I'm encountering confusing and seemingly contradictory rules regarding raw strings. Consider the following example:
>>> text = 'm\n' >>> match = re.search('m\n', text) >>> print match.group() m >>> print text m
This works, which is fine.
>>> text = 'm\n' >>> match = re.search(r'm\n', text) >>> print match.group() m >>> print text m
Again, this works. But shouldn't this throw an error, because the raw string contains the characters m\n
and the actual text contains a newline?
>>> text = r'm\n'
>>> match = re.search(r'm\n', text)
>>> print match.group()
Traceback (most recent call last):
File "<stdin>", line 1, in <module>
AttributeError: 'NoneType' object has no attribute 'group'
>>> print text
m\n
The above, surprisingly, throws an error, even though both are raw strings. This means both contain just the text m\n
with no newlines.
>>> text = r'm\n'
>>> match = re.search(r'm\\n', text)
>>> print text
m\n
>>> print match.group()
m\n
The above works, surprisingly. Why do I have to escape the backslash in the re.search, but not in the text itself?
Then there's backslash with normal characters that have no special behavior:
>>> text = 'm\&'
>>> match = re.search('m\&', text)
>>> print text
m\&
>>> print match.group()
Traceback (most recent call last):
File "<stdin>", line 1, in <module>
AttributeError: 'NoneType' object has no attribute 'group'
This doesn't match, even though both the pattern and the string lack special characters.
In this situation, no combination of raw strings works (text as a raw string, patterns as a raw string, both or none).
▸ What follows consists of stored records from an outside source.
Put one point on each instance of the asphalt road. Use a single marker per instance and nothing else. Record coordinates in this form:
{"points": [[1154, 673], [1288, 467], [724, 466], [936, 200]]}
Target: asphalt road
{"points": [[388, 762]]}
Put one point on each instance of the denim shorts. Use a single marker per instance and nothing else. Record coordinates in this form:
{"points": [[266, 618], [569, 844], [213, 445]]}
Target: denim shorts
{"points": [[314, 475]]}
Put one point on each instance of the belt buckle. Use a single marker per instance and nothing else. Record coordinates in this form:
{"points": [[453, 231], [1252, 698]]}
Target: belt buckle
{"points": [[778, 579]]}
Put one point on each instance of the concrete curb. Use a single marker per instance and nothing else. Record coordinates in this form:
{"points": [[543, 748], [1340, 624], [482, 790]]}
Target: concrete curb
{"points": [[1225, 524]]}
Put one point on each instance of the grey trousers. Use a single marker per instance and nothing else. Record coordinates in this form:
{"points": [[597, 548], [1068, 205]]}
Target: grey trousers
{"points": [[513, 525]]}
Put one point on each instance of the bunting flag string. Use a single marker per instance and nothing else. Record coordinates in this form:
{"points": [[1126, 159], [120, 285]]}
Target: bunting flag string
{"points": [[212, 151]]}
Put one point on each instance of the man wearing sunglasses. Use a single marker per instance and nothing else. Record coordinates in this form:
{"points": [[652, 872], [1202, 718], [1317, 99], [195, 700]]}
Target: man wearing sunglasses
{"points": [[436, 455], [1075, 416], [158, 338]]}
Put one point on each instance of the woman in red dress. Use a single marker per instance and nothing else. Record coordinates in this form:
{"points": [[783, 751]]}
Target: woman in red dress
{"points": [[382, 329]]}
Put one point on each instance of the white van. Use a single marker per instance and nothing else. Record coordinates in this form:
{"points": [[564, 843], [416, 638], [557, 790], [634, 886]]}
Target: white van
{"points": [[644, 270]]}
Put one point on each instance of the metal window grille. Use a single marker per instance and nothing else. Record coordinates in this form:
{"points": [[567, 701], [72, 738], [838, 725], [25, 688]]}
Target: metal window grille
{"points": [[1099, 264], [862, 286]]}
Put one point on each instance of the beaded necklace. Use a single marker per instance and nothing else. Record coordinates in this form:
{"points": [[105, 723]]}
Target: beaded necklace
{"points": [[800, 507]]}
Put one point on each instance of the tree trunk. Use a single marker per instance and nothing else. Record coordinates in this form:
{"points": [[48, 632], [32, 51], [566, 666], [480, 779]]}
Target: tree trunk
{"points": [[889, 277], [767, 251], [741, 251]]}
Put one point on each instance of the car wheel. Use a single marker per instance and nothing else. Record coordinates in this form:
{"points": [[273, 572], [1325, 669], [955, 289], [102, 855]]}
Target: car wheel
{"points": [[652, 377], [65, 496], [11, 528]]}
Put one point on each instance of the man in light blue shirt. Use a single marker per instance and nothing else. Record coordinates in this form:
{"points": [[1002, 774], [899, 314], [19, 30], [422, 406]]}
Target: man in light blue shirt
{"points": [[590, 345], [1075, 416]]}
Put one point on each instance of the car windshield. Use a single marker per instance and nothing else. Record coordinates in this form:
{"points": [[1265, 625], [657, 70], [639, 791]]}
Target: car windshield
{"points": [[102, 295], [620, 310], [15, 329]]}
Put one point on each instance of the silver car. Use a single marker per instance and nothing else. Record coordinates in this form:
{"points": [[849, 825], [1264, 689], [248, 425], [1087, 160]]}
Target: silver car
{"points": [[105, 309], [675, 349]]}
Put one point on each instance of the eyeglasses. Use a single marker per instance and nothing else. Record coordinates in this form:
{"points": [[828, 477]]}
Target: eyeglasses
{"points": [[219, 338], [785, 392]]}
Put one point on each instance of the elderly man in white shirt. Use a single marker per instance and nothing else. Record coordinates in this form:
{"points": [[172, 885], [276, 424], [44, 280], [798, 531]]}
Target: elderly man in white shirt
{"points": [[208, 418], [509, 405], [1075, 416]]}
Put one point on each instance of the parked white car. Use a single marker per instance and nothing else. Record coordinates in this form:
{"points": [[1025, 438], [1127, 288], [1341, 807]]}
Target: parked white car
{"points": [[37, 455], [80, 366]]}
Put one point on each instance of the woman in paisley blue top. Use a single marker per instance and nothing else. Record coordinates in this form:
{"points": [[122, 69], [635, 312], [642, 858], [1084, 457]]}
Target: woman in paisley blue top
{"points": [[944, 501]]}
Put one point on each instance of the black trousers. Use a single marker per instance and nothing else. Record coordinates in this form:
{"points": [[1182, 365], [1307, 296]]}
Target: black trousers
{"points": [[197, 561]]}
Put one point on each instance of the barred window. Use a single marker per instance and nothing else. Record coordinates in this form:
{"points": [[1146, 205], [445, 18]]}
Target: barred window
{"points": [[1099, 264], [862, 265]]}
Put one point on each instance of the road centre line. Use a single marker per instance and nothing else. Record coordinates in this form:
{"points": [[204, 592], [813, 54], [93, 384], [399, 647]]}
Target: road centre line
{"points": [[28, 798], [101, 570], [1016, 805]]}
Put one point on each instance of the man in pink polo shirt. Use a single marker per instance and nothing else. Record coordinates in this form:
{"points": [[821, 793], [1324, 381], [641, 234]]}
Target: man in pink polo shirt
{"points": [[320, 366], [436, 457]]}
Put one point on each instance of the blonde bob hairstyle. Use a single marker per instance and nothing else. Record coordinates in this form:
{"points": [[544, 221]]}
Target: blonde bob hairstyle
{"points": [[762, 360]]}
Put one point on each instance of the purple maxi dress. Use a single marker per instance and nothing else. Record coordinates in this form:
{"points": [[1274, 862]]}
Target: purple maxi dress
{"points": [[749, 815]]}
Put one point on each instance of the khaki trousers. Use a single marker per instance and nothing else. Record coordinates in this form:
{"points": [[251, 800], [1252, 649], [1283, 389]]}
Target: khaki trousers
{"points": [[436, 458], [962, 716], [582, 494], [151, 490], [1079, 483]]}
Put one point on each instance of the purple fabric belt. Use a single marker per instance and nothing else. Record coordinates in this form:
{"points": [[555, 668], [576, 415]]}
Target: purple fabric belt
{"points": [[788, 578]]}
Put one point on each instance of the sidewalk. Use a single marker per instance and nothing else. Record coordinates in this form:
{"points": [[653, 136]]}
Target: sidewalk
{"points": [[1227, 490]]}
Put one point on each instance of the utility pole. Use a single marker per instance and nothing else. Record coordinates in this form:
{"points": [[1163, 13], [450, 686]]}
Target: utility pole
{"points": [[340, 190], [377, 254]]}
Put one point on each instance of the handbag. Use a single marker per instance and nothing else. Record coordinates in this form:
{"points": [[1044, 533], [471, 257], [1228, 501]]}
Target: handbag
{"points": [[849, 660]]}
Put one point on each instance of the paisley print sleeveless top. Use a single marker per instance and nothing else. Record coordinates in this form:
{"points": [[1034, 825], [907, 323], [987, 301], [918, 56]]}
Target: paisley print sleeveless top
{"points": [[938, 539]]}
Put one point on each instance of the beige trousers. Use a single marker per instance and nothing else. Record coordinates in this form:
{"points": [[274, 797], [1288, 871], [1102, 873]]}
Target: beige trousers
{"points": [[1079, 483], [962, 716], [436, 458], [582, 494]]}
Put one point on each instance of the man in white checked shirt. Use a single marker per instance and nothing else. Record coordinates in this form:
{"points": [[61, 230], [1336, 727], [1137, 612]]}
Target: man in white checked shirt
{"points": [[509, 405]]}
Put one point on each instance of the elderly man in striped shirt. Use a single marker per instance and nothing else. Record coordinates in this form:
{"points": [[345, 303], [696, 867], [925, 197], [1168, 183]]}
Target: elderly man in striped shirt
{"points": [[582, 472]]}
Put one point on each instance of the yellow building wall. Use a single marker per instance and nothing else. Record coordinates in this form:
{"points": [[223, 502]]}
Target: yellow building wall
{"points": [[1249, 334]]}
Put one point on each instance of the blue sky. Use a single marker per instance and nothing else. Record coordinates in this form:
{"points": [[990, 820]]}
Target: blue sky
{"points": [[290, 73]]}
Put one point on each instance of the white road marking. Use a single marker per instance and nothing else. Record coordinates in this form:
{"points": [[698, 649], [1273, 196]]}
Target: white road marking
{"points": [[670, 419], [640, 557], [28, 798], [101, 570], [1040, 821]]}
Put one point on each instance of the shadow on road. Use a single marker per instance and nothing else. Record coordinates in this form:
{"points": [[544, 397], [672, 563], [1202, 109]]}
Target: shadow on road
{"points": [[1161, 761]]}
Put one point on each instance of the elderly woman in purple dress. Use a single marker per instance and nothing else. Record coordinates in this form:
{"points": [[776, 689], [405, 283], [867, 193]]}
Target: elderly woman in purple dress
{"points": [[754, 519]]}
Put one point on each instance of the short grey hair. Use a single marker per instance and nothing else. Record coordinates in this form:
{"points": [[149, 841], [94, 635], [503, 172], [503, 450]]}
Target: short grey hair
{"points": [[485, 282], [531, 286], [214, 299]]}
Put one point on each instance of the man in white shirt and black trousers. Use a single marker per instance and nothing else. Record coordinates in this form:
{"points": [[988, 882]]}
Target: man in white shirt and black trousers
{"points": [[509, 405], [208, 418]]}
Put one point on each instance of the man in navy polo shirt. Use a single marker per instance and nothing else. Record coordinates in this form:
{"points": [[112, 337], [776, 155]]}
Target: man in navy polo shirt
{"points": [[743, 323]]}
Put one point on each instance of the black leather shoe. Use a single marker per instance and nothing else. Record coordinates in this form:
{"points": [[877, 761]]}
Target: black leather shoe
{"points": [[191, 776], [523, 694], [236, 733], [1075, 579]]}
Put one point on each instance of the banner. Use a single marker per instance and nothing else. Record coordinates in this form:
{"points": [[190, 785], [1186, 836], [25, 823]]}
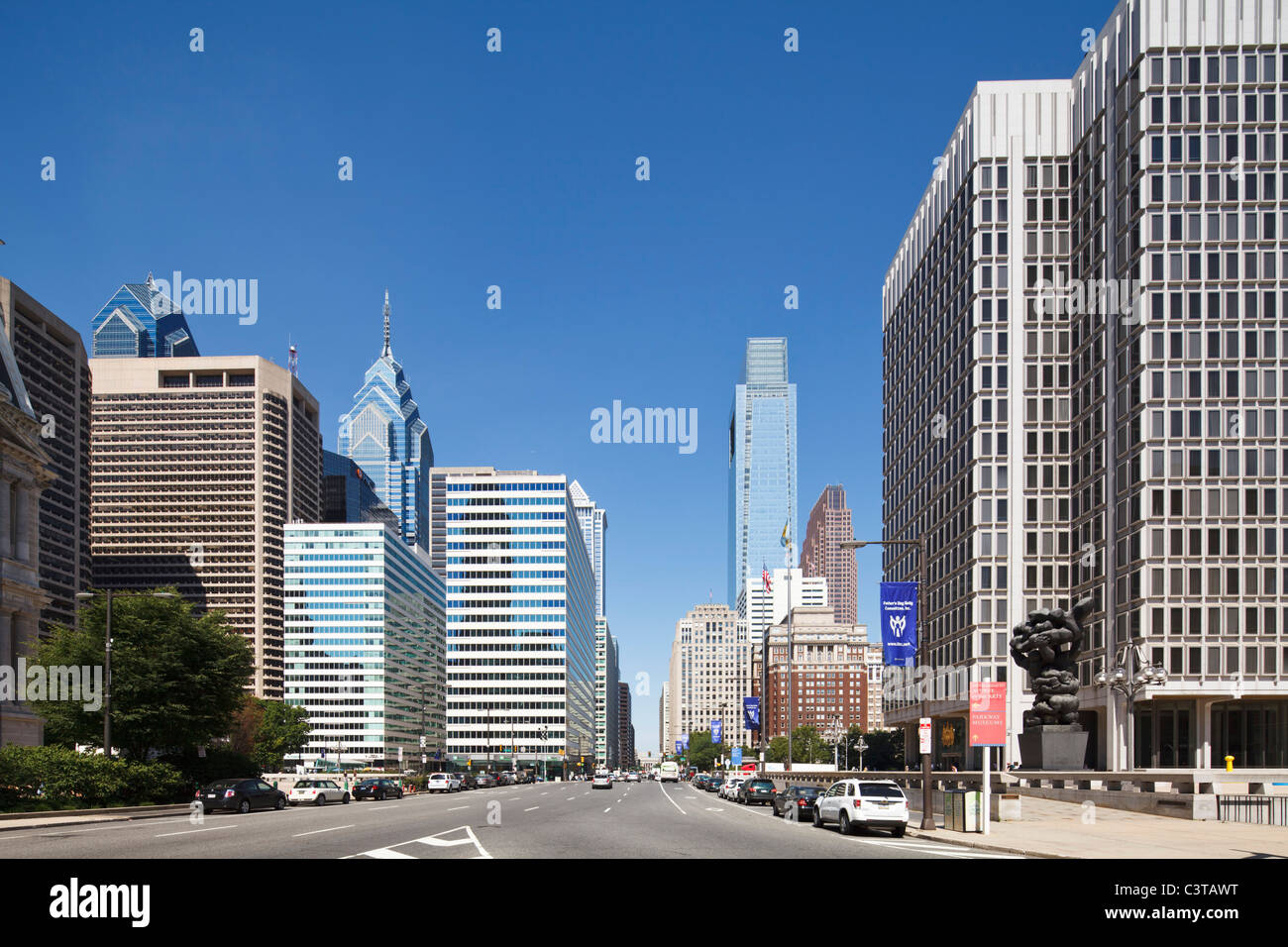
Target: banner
{"points": [[900, 624]]}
However, consider the last example. Escaping in the text variable, 'm\\&'
, doesn't work, but escaping in the pattern does. This parallels the behavior above--even stranger, I feel, considering that \&
is of no special meaning to either Python or re:
>>> text = 'm\&'
>>> match = re.search(r'm\\&', text)
>>> print text
m\&
>>> print match.group()
m\&
My understanding of raw strings is that they inhibit the behavior of the backslash in python. For regular expressions, this is important because it allows re.search to apply its own internal backslash behavior, and prevent conflicts with Python. However, in situations like the above, where backslash effectively means nothing, I'm not sure why it seems necessary. Worse yet, I don't understand why I need to backslash for the pattern, but not the text, and when I make both a raw string, it doesn't seem to work.
The docs don't provide much guidance in this regard. They focus on examples with obvious problems, such as '\section'
, where \s
is a meta-character. Looking for a complete answer to prevent unanticipated behavior such as this.